SuaraJakarta.Co — Di usia yang masih belia, Virpia Puteri Dunar memilih cara yang sunyi namun penuh makna untuk mengungkapkan rasa kehilangan mendalam atas kepergian sang ayah, Hilbram Dunar — sosok yang dikenal sebagai penulis, penyiar, pembicara, dan ayah yang hangat. Melalui buku bertajuk Finding Your Voice: Everything I Couldn’t Say, Via, sapaan akrabnya, menyuarakan isi hatinya yang selama ini tersimpan rapat.
“My coping mechanism? Writing my feelings out in a book where no one is allowed to read it. Until now. This. Is. MY. Diary,” tulis Via dalam pengantar bukunya.

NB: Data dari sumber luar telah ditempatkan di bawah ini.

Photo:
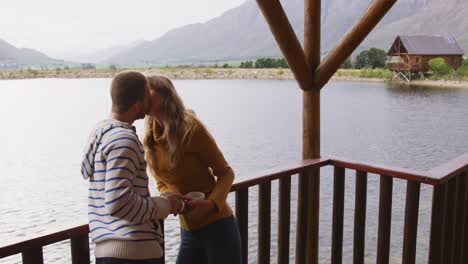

Buku tersebut tidak hadir sebagai panduan praktis untuk melewati duka, tetapi sebagai pelukan dalam kata. Finding Your Voice menjadi teman bagi siapa pun yang tengah berjuang menghadapi kehilangan, sekaligus menyampaikan pesan: “Aku juga pernah merasakan hal itu.” Selain catatan pribadi Via, buku ini turut memuat kisah dan kenangan dari sahabat-sahabat almarhum Hilbram Dunar, membingkai cinta dan ingatan yang abadi.
Peluncuran buku digelar pada Minggu (22/6/2025) di Kopi Kina Kemang, Jakarta Selatan. Acara berlangsung hangat, sarat empati, dan menjadi ruang aman bagi para peserta untuk mengenang dan membicarakan duka secara terbuka.
Sejumlah tokoh hadir sebagai pembicara, di antaranya Anya Dwinov, Vera Itabiliana (Psikolog Anak & Remaja, LPT UI), Prameshwari N (Principal MSHS Sekolah Cikal Serpong), dan Nirasha Darusman (penulis Lost and Found, pendiri @grieftalk.id). Publik figur seperti Ivy Batuta, Uli Herdi, Feni Rose, Ari Dagienkz, Leli Kamal, dan Miund juga hadir memberi dukungan.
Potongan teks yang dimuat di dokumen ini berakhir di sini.